Tara Brach told this story: In the first week of life of a set of twins, each one was isolated in her respective incubator. One was not expected to live. A hospital nurse fought against the rules and placed both babies in one incubator. When they were together, the healthier of the two threw an arm over her sister in an endearing embrace. The smaller baby’s heart rate stabilized and her temperature rose to normal. Through connection and love, the weaker twin went on to live and thrive.
My reflection: When my son was in active addiction, the standard advice for parents was tough love. Although there were some aspects of merit to this thought, in Italy I learned a more effective approach for our family: “Stay Close. Don’t abandon him, but stay out of the chaos of his addiction.” By staying close, my son knew my boundaries, yet he also felt connected. He knew he was not alone in his battle.
Today’s Promise to consider: Today, let us remember Rumi’s words:
Through love all that is bitter will be sweet.
Through love all that is copper will be gold.
Through love all dregs will become wine.
Through love all pain will turn to medicine.
Let us join together in prayer that love will be the healing energy in our suffering ones’ lives.4527
Always, always, Libby, you say the things that I need to hear.
Thanks, Pamela. We walk together and help each other. xo
I am trying with my daughter to set boundaries and show her love. How do you handle it when they do not stay within the boundaries, for example, I let her use the car to go to IOP and meetings but then she comes home hours late acting like it’s no big deal. Or I ask her location services to be on while using our vehicle and they never are she claims something wrong with the phone… I’m so anxious and frustrated.. she’s been out of rehab now for a week and 3 days.
Dearest Trish, Dr. MacAfee, my son’s beloved addiction therapist, once told me, “Boundaries are essential – not just for the parent, but for the addict. Like driving over a bridge, the person needs guard rails to keep her safe or she drives right over the edge. The addict needs to trust the parent will keep the boundary and she needs to know, really know, where the parent starts and stops.”
It took for 14 years to learn this lesson. In the end, I only made statements that I was sure I could keep. My son needed to know – for his own sake – what I would accept and what I wouldn’t.
My love to you and my prayers.
Trish, I experience the same type of situation with my son. What I learned was this, if my child was not willing to abide by our boundaries then it was also likely they are not following their recovery plan either. This leads to relapse! So, I learned to be understanding and not angry, I learned to be forgiving and not disappointed, I learned to be loving and not frustrated, I learned to be patient and not anxious. The disease of addiction has to run its course. Our children find recovery in their own way and in their own time.

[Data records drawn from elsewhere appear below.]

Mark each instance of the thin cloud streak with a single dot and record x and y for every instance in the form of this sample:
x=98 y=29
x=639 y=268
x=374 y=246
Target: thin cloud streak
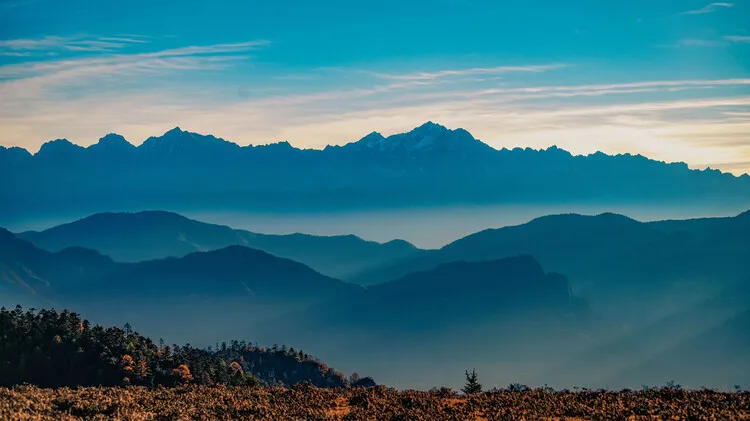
x=708 y=9
x=466 y=72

Prayers for you and your daughter.
Dearest Pat, Your comment is beautiful and it speaks to me – not just with addiction, but in everyday family life: “So, I learned to be understanding and not angry, I learned to be forgiving and not disappointed, I learned to be loving and not frustrated, I learned to be patient and not anxious.” How I wish I could do this with both my sons. How I wish the world worked this way. My sincere thanks.
My friend has his medical license suspended and is now out of money as he blew thru all his retirement. My heart aches for him. I use to tell him he would lose everything if he continued down this path. I pray he survives this all.
Dear Linda, I join you in prayer. Addiction wants to suffocate us. xo
Love, always. It was so good when we found Libby, someone who understood how we travelled .. boundaries are good, necessary yes ,but trust your love. then you will not act out of fear or trying to fix .. love them right where they are. We can only love, love love. We parents of struggling ones know the meaning of true love. I think must be how God looks down weeping and still loves us
Dearest Joy, Your message – love, love, love – is like manna in the desert of addiction. Our suffering ones need to know they are loved and not alone. I love your thought: “God looks down weeping and still loves us.” God bless you. Thank you.
I just want to thank you for your mediations every Thursday, sometimes they’re the only thing that keeps me going
Dearest Mona, Your comment means the world to me and my sons. Thank you. YOU keep us going.